Thankfully this was trivial in my case: there is only one argument to blk_mq_start_request
: struct request *rq
and therefore I need to use arg0
. If there were further arguments to blk_mq_start_request
they’d be arg1
to argN
.
Sadly though you can’t simply use arg0
in our case in a printf()
call in bpfrace
without further casting it to something useful, or you’ll get an error. If you want to access data structures like struct request
, you need to tell bpftrace
about them first. Arguments to kernel functions using primitive data types (int, long, etc) can be used straight away in printf()

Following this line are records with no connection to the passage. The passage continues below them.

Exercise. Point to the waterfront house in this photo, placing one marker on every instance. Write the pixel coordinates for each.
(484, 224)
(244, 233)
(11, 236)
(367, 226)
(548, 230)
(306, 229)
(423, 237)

. With that in mind, the following little script should do the trick:
[opc@oracle-19c-fs ~]$ cat blkmq.bt #include <linux/blkdev.h> kprobe:blk_mq_start_request { printf("comm: %s, data len: %d\n", comm, ((struct request *)arg0)->__data_len ); }
It’s actually as simple as it looks, the only issue I faced was making the struct known to bpftrace
. This is what happens:
- The
#include
directive tellsbpftrace
aboutstruct request
inlinux/blkdev.h
- The probe definition (just 1, I wanted to test the concept) is the same as in
biotop
firing onblk_mq_start_request()
- The action is a simple print command, reporting the process (
comm
is a built-in variable) and the__data_len
I shouldn’t access directly - It requires the struct definition as well as the cast to
struct request *
to get hold of the__data_len
field
Please remember the warnings about tracing/profiling and production use. Also be aware that kprobes are considered an unstable interface, the use of tracepoints is preferred.
The bpftrace
script fires far too many times; in other words it’s pretty useless apart from testing whether I can get the data length from the request pointer, but it proves the concept:
[opc@oracle-19c-fs ~]$ sudo bpftrace blkmq.bt Attaching 1 probe... comm: ora_dbw0_orcl, data len: 16384 comm: ora_dbw0_orcl, data len: 16384 comm: ora_dbw0_orcl, data len: 16384 comm: ora_dbw0_orcl, data len: 8192 comm: ora_dbw0_orcl, data len: 8192 comm: ora_dbw0_orcl, data len: 8192 comm: ora_dbw0_orcl, data len: 8192 comm: ora_dbw0_orcl, data len: 8192 comm: ora_dbw0_orcl, data len: 8192
And … voila! The probe fired, my printf()
statement showed the requested I/O size so something else must have been wrong with biotop
as shipped with bcc-tools-0.16.0-3.el8.x86_64
. And sure enough, after grabbing the latest bcc tools from github, biotop
showed proper values in the kbytes column.